世の中そうは変わらない
緩い記述ですが、人の殺傷に関する表現があります。
また、地の文ばかりで台詞が全くないので、読みにくいかもしれませんがこの点についてはご容赦ください。
日本に「ダンジョン」が誕生した。
ひょっとしたら日本だけでは無く他にも発生したのかも知れ無い。
しかし幸か不幸か最初(?)に発見された「ダンジョン」が日本にあった事から、世界で最初に誕生した「ダンジョン」は日本の「ダンジョン」だとされている。
更に幸か不幸かこれ以後現在までの所、世界に他に「ダンジョン」が見つかっていない。
ゆえに現在のところ日本に誕生した「ダンジョン」は世界唯一の「ダンジョン」だとされている。
ここで何故ここまでわざわざ「ダンジョン」と記していたのかを説明しておこう。
日本語の「迷宮」では無く「ダンジョン」と記した理由だ。
発見当初、「ダンジョン」は未発見の「洞窟」だと思われていた。
その昔起きた山崩れなりなんなりで洞窟の出入口が埋まっていたが、近年よくある大雨で出入り口を塞いでいた土砂が流され、たまたま付近でドローンを飛ばしていた人が発見し、ツイートした。
それだけのものだと思われていた。
それまでそこに洞窟がなかったことや、出入り口を塞いでいたと思しき土砂が流れた後などがGoogle Earthのおかげで容易に確認できたこともある。
さて、何はともあれ新発見の洞窟だ。
早速地質学者(もちろん洞窟内の地質を調査するため)と生物学者(長年閉鎖空間となっていた洞窟内に独自進化した生命体が存在して居ないか調査する為)が調査チームを立ち上げ、ネタになるものはなんでも探している報道関係がこれに乗り、地権者(当たり前のことだが日本国内には所有者が存在し無い土地はない。

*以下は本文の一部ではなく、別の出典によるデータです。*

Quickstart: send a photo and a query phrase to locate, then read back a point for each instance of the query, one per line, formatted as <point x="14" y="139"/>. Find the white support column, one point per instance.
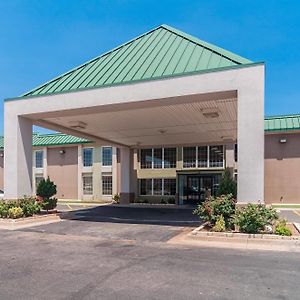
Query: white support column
<point x="18" y="156"/>
<point x="251" y="141"/>
<point x="79" y="183"/>
<point x="45" y="162"/>
<point x="114" y="171"/>
<point x="125" y="193"/>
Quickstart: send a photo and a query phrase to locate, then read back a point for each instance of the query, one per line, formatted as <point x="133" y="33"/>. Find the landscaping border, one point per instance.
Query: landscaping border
<point x="36" y="220"/>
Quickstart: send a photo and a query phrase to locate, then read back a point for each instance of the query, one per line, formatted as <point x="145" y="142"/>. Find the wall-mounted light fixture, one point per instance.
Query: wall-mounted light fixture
<point x="282" y="140"/>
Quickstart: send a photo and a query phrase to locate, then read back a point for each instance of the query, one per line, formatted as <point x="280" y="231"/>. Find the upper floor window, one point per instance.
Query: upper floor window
<point x="189" y="157"/>
<point x="235" y="152"/>
<point x="203" y="157"/>
<point x="87" y="157"/>
<point x="107" y="156"/>
<point x="39" y="158"/>
<point x="216" y="156"/>
<point x="170" y="158"/>
<point x="146" y="158"/>
<point x="158" y="158"/>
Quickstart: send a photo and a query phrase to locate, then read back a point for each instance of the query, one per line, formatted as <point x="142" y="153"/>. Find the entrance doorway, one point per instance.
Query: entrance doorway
<point x="195" y="188"/>
<point x="199" y="188"/>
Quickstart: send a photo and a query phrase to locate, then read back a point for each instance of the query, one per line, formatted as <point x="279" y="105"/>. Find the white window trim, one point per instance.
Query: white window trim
<point x="152" y="186"/>
<point x="162" y="157"/>
<point x="208" y="158"/>
<point x="39" y="168"/>
<point x="93" y="153"/>
<point x="102" y="156"/>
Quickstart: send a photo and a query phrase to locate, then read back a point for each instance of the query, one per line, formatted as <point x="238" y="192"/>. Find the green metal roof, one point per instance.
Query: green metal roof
<point x="272" y="124"/>
<point x="161" y="52"/>
<point x="54" y="139"/>
<point x="282" y="123"/>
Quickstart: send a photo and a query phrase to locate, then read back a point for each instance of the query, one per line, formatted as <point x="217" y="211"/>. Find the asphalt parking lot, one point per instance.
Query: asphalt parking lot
<point x="100" y="254"/>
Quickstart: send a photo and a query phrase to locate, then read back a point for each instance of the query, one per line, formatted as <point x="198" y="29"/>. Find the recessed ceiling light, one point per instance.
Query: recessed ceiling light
<point x="77" y="125"/>
<point x="210" y="112"/>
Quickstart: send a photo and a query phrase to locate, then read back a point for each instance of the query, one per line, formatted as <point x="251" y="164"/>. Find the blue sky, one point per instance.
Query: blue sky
<point x="40" y="39"/>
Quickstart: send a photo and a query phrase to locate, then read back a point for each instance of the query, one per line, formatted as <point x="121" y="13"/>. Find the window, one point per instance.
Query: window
<point x="202" y="157"/>
<point x="189" y="157"/>
<point x="87" y="157"/>
<point x="169" y="158"/>
<point x="87" y="181"/>
<point x="170" y="186"/>
<point x="157" y="158"/>
<point x="106" y="185"/>
<point x="146" y="158"/>
<point x="216" y="156"/>
<point x="39" y="157"/>
<point x="107" y="156"/>
<point x="146" y="187"/>
<point x="235" y="152"/>
<point x="38" y="179"/>
<point x="157" y="186"/>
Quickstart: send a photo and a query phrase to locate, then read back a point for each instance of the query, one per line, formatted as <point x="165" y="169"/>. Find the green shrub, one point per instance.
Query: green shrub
<point x="116" y="198"/>
<point x="282" y="229"/>
<point x="253" y="218"/>
<point x="227" y="184"/>
<point x="46" y="189"/>
<point x="220" y="225"/>
<point x="3" y="209"/>
<point x="28" y="205"/>
<point x="49" y="203"/>
<point x="171" y="201"/>
<point x="15" y="212"/>
<point x="214" y="207"/>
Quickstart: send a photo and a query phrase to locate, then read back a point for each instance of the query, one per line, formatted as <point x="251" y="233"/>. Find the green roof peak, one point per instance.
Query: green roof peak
<point x="159" y="53"/>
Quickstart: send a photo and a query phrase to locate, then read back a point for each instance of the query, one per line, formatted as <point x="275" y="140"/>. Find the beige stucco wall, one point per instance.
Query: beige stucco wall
<point x="1" y="171"/>
<point x="282" y="168"/>
<point x="63" y="170"/>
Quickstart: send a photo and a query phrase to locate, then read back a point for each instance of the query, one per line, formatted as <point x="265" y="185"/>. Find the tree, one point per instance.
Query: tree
<point x="227" y="184"/>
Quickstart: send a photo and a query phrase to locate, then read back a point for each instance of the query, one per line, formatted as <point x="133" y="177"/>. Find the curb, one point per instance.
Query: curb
<point x="15" y="224"/>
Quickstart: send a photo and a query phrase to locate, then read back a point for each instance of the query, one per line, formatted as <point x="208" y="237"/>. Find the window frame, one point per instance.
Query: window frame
<point x="162" y="158"/>
<point x="102" y="156"/>
<point x="208" y="165"/>
<point x="35" y="159"/>
<point x="83" y="162"/>
<point x="152" y="186"/>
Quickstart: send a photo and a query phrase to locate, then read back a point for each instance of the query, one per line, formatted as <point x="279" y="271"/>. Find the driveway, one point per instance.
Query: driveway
<point x="123" y="223"/>
<point x="90" y="257"/>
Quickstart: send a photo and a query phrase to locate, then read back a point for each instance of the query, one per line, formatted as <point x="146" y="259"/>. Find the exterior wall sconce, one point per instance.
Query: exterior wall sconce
<point x="283" y="141"/>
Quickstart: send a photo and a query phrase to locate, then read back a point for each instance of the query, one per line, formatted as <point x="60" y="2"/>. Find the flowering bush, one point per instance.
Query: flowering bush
<point x="253" y="218"/>
<point x="28" y="205"/>
<point x="214" y="207"/>
<point x="15" y="212"/>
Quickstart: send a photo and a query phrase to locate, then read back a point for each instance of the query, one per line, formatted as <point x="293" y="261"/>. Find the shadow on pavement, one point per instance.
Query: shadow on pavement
<point x="135" y="215"/>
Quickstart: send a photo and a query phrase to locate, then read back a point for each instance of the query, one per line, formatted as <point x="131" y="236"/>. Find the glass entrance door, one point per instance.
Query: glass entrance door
<point x="198" y="188"/>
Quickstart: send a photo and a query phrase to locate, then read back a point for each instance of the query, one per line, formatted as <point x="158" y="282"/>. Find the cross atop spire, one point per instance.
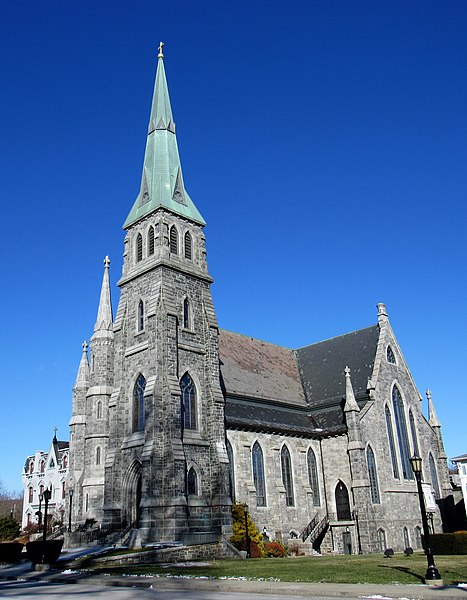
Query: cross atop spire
<point x="162" y="184"/>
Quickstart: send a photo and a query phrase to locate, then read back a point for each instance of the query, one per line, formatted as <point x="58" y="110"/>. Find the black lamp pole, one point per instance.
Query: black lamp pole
<point x="70" y="493"/>
<point x="432" y="573"/>
<point x="47" y="495"/>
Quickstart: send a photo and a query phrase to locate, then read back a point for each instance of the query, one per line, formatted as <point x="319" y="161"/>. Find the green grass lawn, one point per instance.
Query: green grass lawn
<point x="328" y="569"/>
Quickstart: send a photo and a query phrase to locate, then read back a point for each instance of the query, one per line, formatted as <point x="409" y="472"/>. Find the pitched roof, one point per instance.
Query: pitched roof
<point x="255" y="369"/>
<point x="322" y="366"/>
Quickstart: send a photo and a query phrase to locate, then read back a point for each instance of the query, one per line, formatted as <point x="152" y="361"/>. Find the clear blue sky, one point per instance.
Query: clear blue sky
<point x="324" y="142"/>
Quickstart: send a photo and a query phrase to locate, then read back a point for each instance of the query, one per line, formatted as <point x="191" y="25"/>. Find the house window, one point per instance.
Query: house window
<point x="188" y="396"/>
<point x="173" y="240"/>
<point x="434" y="476"/>
<point x="192" y="482"/>
<point x="372" y="475"/>
<point x="382" y="542"/>
<point x="186" y="313"/>
<point x="138" y="404"/>
<point x="392" y="446"/>
<point x="139" y="247"/>
<point x="231" y="470"/>
<point x="151" y="241"/>
<point x="188" y="245"/>
<point x="401" y="429"/>
<point x="140" y="315"/>
<point x="287" y="480"/>
<point x="342" y="502"/>
<point x="258" y="474"/>
<point x="313" y="476"/>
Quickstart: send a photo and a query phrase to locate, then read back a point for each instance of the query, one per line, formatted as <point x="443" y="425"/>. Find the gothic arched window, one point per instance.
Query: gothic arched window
<point x="413" y="431"/>
<point x="151" y="241"/>
<point x="401" y="429"/>
<point x="258" y="474"/>
<point x="140" y="315"/>
<point x="139" y="247"/>
<point x="372" y="475"/>
<point x="231" y="469"/>
<point x="287" y="480"/>
<point x="186" y="314"/>
<point x="192" y="482"/>
<point x="138" y="404"/>
<point x="173" y="240"/>
<point x="342" y="502"/>
<point x="392" y="446"/>
<point x="188" y="396"/>
<point x="313" y="476"/>
<point x="188" y="245"/>
<point x="434" y="476"/>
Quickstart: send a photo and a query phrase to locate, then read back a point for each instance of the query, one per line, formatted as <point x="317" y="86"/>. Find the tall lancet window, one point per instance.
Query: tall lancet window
<point x="392" y="446"/>
<point x="139" y="247"/>
<point x="401" y="429"/>
<point x="434" y="476"/>
<point x="372" y="475"/>
<point x="287" y="480"/>
<point x="173" y="240"/>
<point x="186" y="314"/>
<point x="313" y="476"/>
<point x="258" y="474"/>
<point x="188" y="393"/>
<point x="151" y="241"/>
<point x="140" y="315"/>
<point x="138" y="404"/>
<point x="188" y="245"/>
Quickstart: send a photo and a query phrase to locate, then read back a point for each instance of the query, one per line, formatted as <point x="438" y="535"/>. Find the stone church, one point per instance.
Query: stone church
<point x="173" y="418"/>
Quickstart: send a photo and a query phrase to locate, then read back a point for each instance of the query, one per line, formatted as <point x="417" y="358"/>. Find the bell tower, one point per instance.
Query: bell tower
<point x="166" y="469"/>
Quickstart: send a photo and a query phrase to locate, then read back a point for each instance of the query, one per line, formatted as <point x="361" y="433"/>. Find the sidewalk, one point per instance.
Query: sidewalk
<point x="23" y="571"/>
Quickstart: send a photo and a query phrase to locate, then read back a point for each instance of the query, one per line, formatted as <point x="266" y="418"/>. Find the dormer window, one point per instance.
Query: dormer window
<point x="173" y="240"/>
<point x="139" y="248"/>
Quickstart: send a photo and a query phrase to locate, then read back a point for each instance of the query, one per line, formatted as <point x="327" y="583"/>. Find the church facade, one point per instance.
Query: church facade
<point x="174" y="418"/>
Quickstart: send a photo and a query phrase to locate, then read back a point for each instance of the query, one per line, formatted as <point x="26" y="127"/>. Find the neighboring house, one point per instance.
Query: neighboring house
<point x="461" y="462"/>
<point x="45" y="470"/>
<point x="173" y="417"/>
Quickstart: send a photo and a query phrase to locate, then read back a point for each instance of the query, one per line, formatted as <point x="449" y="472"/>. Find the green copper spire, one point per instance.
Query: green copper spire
<point x="162" y="180"/>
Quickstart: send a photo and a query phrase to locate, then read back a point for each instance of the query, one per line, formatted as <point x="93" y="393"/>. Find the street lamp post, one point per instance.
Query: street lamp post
<point x="47" y="494"/>
<point x="432" y="574"/>
<point x="70" y="494"/>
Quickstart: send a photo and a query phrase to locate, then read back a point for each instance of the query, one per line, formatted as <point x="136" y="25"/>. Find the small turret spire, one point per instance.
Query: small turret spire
<point x="104" y="313"/>
<point x="432" y="416"/>
<point x="82" y="379"/>
<point x="350" y="402"/>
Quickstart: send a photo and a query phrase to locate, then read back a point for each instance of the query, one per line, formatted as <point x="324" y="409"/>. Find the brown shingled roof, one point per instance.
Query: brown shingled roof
<point x="255" y="369"/>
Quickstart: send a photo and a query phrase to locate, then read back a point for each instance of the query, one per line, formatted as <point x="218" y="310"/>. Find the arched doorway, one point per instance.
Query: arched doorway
<point x="132" y="497"/>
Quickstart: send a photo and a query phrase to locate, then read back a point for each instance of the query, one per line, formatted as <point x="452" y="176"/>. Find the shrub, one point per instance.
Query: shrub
<point x="238" y="537"/>
<point x="275" y="549"/>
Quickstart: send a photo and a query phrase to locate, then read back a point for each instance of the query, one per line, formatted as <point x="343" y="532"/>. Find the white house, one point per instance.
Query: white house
<point x="45" y="470"/>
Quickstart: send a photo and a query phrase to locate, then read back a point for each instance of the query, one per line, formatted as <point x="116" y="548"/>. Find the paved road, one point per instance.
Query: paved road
<point x="28" y="590"/>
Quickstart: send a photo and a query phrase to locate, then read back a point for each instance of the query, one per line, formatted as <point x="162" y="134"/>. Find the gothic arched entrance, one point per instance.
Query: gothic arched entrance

個人・法人・地方自治体・国の違いはあれど必ず所有者が存在する。)の許可を得て「洞窟」の探索を開始した
この場合、報道関係者が同行していたのは幸運だったのだろうか。彼らは出入り口に設置したベースキャンプから電源と通信ケーブルを敷設しつつ前進し、スクープネタがあったら第一報をリアルタイムで伝えられるように準備していたのだ。
そして見事にスクープをモノにした。
子供ぐらいのサイズの未知の人型生命体集団が彼らを襲い、問答無用で手持ちの武器(と言っても、石やら棍棒やらと言った原始的なモノ。光を反射する何かもあったが、画面の隅に一瞬映っただけだった為、画像解析しても正体は不明だった。)で虐殺し、最後にTVカメラが地面に落ちた後も続く悲鳴が次第に途絶え、未知の人型生命体集団が人を解体して貪り食う様がTVの隅に移るというスクープを。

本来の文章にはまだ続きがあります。